Excel SUMIF fixed range vs entire column

tl;dr: Which should I use and/or which is more efficient =SUMIF(A$5:A$5555,$D5,B$5:B$5555) or =SUMIF(A:A,$D5,B:B)?

I’m doing a SUMIF in Excel.

Col A has LOB starting in row 5 and goes through row 5555.
Col B has Face Amount similarly.
Row 4 is a header.
Cell B3 is =SUM(B5:B5555)…just as a checksum since that’s good information to have.
Then starting in cell D5 I sum up the face amount by lob, so D5 is “WL,” D6 is “UL,” etc. and E5 is =SUMIF(A$5:A$5555,$D5,B$5:B$5555)…that’s copied down in col E for each LOB that I have.

I’m looking to make the calculation efficiency of the spreadsheet as good as is reasonable…if efficiency improves by 1% but usability degrades by 50% that’s not a good tradeoff.

Should I use =SUMIF(A$5:A$5555,$D5,B$5:B$5555) or =SUMIF(A:A,$D5,B:B)?

The problem with =SUMIF(A$5:A$5555… is that you always need to make sure that your data range is appropriately accounted for in the SUMIF statement. I’m wondering if =SUMIF(A:A… is horribly worse in calculation efficiency (since it may look at every cell in the column) or if it’s actually better. I have a vague recollection of reading somewhere that Excel actually does better with =SUMIF(A:A… but maybe I’m misremembering.

I’m reading this but haven’t found anything truly helpful so far.

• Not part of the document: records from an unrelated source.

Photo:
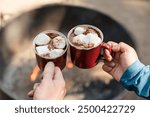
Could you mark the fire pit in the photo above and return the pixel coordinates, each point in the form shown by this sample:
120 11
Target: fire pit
17 60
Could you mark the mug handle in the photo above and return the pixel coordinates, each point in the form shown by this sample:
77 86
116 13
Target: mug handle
103 47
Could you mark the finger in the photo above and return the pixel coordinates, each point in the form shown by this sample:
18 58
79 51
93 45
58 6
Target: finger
36 85
110 64
59 77
49 71
107 68
122 47
111 43
107 55
31 93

I’ve started to use Tables frequently when I need SUMIF’s for just that reason. Then the SUMIF uses the table column name and the formula is invariant to the length of the data, but also very efficient. Simplifies data columns that are formulas too by auto copying them down when the table length changes size.

+1 for data tables!

Thank you for that idea…do your tables get updated on a month-by-month basis? I’m just curious how one goes about making sure that the tables are complete without re-setting them up every month.

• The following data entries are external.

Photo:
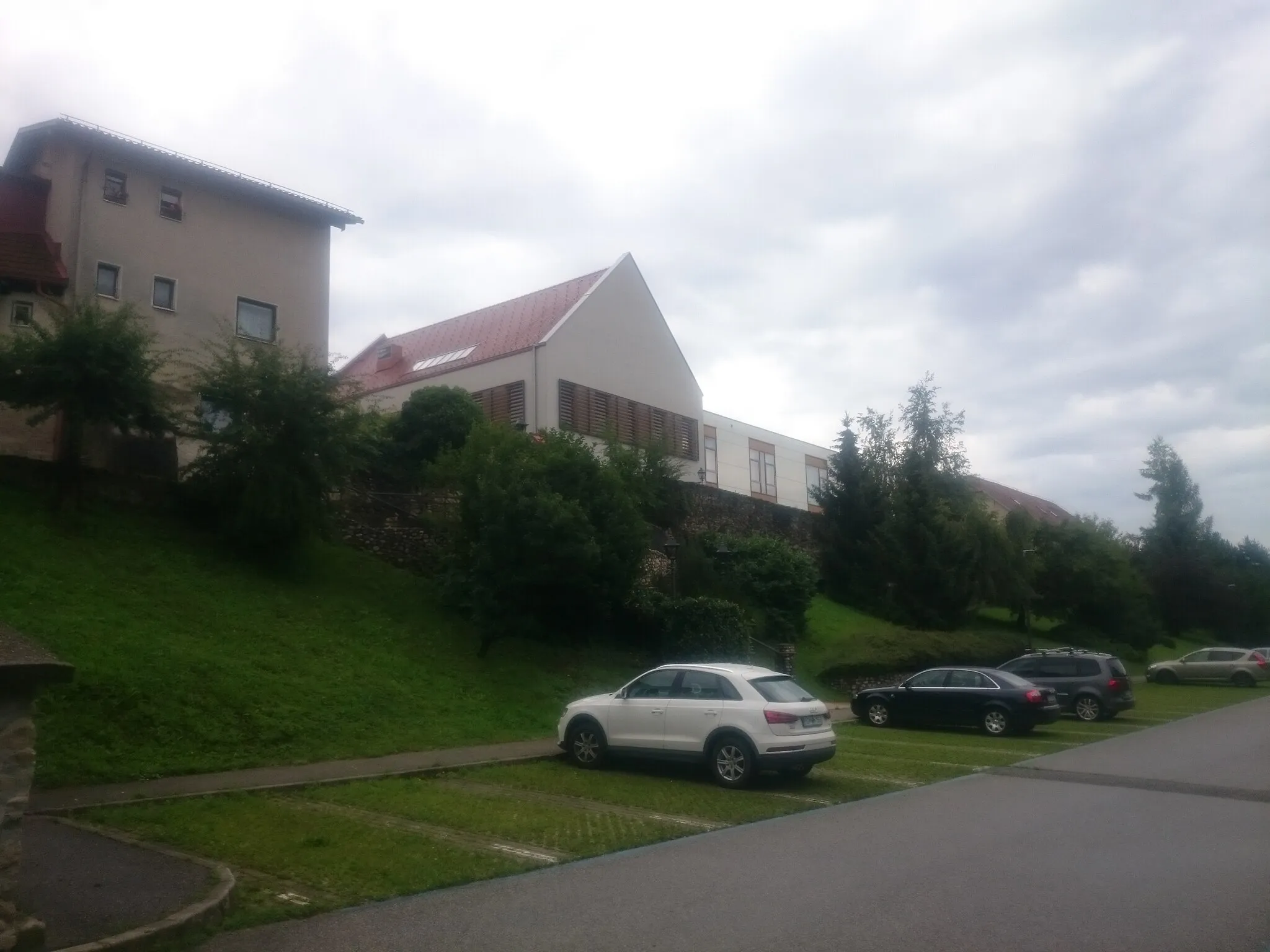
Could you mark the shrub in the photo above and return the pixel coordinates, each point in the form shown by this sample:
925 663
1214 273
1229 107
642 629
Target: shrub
281 433
774 579
549 541
432 420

For this particular project, my data will always have fewer rows than the month before, but, in general, how would this work for data that may have more or less rows every month?

Optimal is to use an external data connection to query the data directly into the table. Then you can just right-click and “Refresh” to update the data. Length/formula columns should all auto-correct.

If it’s the typical “get a file from somewhere/someone” and copy/paste the data into your file, then Tables are easier when the data gets longer with each update. If the data is longer, you can simply paste value it in and the table will grow to the new length and formula columns should auto-complete to the end. When the data is shorter, I usually delete (not clear) all except the header and 1st data row (to preserve formula columns). Then paste-value my new data in. Since it’s now longer than the table, it’ll auto-grow and be ready.

I don’t actually know if it matters, but I generally keep all formula columns to the right of any data only ones; and when I paste-value, I only overwrite the data portion, not the headers.

I appreciate those ideas. Thanks. :toth:

Should I use =SUMIF(A$5:A$5555,$D5,B$5:B$5555) or =SUMIF(A:A,$D5,B:B)?

In my experience, the latter performs just fine. I’ve never clocked it though.

You seem to have a lot of these questions. Maybe you should start a long thread and record all your findings. I’m somewhat vaguely curious of what you discover. :slight_smile:

(I’m also curious about whatever monstrous model you’re looking at.)

If you are appending data, just make sure you insert new data into your old data.
If you are replacing data, insert new data into old data, then delete the old data.
(As long as the formats are equal. If not, well, that sucks for you.)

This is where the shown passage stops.